Una delle questioni sollevate da Fiumefreddo in quell’occasione era relativa a un contenzioso milionario in atto tra Regione e Monte dei Paschi di Siena. “Su questa storia della banca – disse infatti Fiumefreddo – avverto un disagio e anche una violenza che mi preoccupa molto. Il Corriere della Sera ha parlato in passato di Monte dei paschi come sede della Massoneria. E l'atteggiamento anche della politica legata a Mps, anche a livelli più alti, è stato violentissimo, non solo con me, ma anche con chi mi ha preceduto. Oggi per fortuna c'è un nuovo management a guidare l'Istituto che non ha nulla a che vedere col passato. Ma la banca, si sa, fa la banca”.

Dopo questo riferimento, però, ecco che la questione è scivolata sul tema della mafia e della criminalità. Criminalità che, stando alle parole di Fiumefreddo, si sarebbe infiltrata “anche in questo Palazzo”. Altro elemento potenzialmente di interesse da parte della Procura.
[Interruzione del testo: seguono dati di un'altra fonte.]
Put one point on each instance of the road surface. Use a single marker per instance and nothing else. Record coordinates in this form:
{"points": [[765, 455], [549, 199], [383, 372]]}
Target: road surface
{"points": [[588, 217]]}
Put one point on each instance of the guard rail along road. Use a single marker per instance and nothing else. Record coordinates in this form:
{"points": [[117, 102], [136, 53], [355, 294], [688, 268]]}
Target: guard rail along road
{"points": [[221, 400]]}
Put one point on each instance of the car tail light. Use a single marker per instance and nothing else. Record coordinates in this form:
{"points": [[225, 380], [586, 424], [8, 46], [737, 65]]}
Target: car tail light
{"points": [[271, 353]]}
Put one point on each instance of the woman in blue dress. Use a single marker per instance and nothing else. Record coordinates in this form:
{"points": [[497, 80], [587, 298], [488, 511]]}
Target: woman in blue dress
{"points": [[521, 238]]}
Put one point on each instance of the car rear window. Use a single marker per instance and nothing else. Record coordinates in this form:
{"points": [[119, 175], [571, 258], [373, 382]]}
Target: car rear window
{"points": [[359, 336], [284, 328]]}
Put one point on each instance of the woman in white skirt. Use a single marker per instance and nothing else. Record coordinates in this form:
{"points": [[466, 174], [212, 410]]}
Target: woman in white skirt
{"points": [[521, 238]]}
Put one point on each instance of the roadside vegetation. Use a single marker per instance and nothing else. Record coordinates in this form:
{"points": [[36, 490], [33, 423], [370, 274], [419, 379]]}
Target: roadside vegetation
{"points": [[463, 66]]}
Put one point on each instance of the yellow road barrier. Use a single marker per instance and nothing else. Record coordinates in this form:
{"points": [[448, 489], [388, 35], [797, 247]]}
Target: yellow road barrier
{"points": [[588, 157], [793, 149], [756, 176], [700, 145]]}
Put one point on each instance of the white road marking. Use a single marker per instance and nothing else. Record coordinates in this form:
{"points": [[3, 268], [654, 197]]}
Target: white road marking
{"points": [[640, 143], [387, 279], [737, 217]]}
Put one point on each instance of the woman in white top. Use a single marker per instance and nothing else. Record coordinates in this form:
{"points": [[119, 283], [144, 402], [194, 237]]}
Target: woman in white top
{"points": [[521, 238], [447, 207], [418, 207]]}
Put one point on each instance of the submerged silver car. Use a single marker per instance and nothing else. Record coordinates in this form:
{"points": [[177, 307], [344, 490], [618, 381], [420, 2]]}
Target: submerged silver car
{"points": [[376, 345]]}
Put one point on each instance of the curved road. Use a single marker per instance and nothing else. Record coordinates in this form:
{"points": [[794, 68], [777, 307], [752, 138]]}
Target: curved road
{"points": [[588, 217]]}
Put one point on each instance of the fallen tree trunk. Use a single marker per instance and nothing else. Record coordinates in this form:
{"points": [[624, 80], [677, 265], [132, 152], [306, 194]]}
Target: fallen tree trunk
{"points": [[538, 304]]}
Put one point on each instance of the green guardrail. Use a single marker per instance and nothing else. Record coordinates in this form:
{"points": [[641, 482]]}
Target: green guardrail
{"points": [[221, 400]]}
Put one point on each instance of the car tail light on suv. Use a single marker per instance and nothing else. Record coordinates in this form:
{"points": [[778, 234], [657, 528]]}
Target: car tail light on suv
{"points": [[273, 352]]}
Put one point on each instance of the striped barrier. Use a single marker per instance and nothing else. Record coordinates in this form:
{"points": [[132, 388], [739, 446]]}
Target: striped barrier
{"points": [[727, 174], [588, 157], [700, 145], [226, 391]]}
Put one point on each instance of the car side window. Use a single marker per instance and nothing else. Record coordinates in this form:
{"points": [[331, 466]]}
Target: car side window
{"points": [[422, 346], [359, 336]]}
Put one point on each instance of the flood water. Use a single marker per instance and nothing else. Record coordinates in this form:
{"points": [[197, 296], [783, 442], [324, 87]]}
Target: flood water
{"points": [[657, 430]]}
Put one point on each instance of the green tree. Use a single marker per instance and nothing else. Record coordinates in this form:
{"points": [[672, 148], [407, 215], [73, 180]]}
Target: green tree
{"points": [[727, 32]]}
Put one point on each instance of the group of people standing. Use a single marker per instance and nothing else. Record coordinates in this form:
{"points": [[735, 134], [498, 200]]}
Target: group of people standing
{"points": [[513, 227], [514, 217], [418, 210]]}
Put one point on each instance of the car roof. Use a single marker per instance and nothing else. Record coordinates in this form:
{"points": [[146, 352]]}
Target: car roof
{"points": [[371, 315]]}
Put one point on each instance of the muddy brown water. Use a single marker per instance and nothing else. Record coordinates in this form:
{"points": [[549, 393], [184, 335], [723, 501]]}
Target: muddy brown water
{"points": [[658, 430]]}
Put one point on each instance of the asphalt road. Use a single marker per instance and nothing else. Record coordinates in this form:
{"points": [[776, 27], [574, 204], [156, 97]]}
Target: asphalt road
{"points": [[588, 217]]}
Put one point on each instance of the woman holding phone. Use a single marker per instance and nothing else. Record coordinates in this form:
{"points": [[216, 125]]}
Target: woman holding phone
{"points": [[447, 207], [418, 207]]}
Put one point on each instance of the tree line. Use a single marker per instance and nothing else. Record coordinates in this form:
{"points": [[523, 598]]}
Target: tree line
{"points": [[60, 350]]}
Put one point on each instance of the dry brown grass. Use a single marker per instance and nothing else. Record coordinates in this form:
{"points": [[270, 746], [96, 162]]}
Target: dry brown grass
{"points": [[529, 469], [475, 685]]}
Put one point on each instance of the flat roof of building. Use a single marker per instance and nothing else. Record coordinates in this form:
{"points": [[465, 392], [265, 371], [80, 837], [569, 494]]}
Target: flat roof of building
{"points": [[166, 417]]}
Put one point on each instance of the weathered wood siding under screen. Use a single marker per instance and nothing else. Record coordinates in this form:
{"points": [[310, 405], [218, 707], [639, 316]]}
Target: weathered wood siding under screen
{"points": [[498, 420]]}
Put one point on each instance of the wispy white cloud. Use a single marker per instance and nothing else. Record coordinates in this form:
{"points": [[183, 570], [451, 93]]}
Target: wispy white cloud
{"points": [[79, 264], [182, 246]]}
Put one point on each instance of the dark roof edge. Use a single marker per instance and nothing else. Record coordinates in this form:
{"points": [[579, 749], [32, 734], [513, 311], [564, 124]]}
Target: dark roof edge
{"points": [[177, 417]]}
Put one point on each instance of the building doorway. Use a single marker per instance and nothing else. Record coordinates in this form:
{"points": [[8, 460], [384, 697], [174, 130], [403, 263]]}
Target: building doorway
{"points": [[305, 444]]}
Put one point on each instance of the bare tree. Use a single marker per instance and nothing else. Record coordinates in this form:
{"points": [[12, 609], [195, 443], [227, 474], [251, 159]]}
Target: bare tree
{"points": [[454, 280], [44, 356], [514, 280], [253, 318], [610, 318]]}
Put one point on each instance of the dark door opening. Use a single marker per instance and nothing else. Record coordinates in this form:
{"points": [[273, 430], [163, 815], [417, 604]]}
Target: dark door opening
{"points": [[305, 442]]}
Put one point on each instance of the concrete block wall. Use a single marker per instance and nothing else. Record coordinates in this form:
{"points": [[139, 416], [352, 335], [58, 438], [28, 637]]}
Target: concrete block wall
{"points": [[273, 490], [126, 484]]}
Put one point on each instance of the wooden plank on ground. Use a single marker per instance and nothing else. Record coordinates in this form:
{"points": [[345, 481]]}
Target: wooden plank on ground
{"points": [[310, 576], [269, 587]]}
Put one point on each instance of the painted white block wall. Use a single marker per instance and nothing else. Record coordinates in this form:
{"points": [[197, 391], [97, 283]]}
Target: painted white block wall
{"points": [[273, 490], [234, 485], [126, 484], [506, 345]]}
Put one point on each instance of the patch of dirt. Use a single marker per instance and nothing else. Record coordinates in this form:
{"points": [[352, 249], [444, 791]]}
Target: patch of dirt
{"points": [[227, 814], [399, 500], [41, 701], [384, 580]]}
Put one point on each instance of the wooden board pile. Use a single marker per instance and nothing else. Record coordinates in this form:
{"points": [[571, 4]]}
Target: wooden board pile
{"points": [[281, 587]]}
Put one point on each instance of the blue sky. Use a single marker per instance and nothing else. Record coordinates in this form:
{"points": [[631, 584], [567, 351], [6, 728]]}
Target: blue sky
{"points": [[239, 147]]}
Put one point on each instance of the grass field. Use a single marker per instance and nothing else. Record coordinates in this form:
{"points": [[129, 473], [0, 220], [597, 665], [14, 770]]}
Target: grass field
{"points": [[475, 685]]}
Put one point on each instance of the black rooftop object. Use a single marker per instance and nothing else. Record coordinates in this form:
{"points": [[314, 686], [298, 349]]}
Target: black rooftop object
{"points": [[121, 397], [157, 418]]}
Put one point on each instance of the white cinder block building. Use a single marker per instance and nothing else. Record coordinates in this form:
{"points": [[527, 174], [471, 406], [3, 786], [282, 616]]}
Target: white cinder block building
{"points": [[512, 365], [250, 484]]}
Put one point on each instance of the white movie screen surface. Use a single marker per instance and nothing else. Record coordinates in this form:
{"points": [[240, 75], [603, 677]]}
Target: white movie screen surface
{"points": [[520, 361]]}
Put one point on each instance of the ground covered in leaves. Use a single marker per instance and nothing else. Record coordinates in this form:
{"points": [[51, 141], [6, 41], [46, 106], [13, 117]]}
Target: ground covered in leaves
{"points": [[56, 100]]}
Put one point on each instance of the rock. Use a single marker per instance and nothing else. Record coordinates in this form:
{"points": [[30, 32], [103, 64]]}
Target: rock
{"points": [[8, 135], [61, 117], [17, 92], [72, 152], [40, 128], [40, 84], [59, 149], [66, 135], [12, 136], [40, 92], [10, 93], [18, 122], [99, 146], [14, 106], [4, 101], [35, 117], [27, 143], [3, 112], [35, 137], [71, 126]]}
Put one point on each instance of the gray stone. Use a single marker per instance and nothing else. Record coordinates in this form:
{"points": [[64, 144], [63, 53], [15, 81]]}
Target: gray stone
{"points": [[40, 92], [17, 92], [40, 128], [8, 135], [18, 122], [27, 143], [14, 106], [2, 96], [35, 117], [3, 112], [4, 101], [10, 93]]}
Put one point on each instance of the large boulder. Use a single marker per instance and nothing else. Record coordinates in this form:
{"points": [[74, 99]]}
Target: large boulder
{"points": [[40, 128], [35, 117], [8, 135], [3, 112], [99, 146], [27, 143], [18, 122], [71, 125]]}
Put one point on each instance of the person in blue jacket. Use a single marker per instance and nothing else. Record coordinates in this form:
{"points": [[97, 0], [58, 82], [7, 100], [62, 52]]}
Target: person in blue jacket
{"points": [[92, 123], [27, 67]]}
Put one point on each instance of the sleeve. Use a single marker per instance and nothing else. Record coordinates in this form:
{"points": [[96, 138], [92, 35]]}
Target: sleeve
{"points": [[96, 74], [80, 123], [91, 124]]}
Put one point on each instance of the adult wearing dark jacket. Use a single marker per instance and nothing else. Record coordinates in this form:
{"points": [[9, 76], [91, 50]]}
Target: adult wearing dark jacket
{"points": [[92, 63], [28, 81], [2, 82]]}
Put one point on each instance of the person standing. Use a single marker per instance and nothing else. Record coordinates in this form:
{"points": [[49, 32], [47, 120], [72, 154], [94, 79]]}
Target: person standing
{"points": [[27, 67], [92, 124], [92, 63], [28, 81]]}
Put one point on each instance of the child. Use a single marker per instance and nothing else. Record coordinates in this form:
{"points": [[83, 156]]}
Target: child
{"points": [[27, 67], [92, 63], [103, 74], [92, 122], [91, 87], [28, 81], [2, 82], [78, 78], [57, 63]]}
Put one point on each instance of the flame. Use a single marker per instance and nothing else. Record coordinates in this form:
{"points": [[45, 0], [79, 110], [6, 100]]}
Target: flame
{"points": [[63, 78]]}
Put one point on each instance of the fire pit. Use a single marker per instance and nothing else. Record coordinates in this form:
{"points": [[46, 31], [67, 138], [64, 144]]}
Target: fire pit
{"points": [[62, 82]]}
Poco dopo, ecco saltare fuori anche il nome dell’ex presidente della commissione bilancio Nino Dina, che pochi giorni dopo annuncerà querela nei confronti di FIumefreddo.

Lo scontro con Lentini

Ma nel corso di quella seduta, ecco anche lo scontro tra l’avvocato catanese e il deputato Totò Lentini che a un certo punto della riunione ha affermato che “a luglio Fiumefreddo dovrà recarsi in tribunale per una imputazione coatta”. Frasi che hanno scatenato la reazione dell’amministratore: “Non mi faccio processare da chi deve fare ancora il proprio dovere di cittadino”. “Io non ho tasse da pagare – ha reagito Lentini – e sei lei continua con questi toni, noi soldi non gliene diamo”. “Queste parole hanno un profilo estorsivo – la replica di Fiumefreddo – chiedo che questo verbale venga trasmesso alla Procura”. E proprio in questo passaggio potrebbe rintracciarsi un altro elemento tale da spingere la magistratura a interessarsi alla vicenda. La seduta si chiuderà infine con una nuova “lite” tra Fiumefreddo e il presidente della commissione Vincenzo Vinciullo, che ha portato repentinamente alla chiusura di quella accesa seduta. Sulla quale adesso la magistratura sembra intenzionata a fare luce.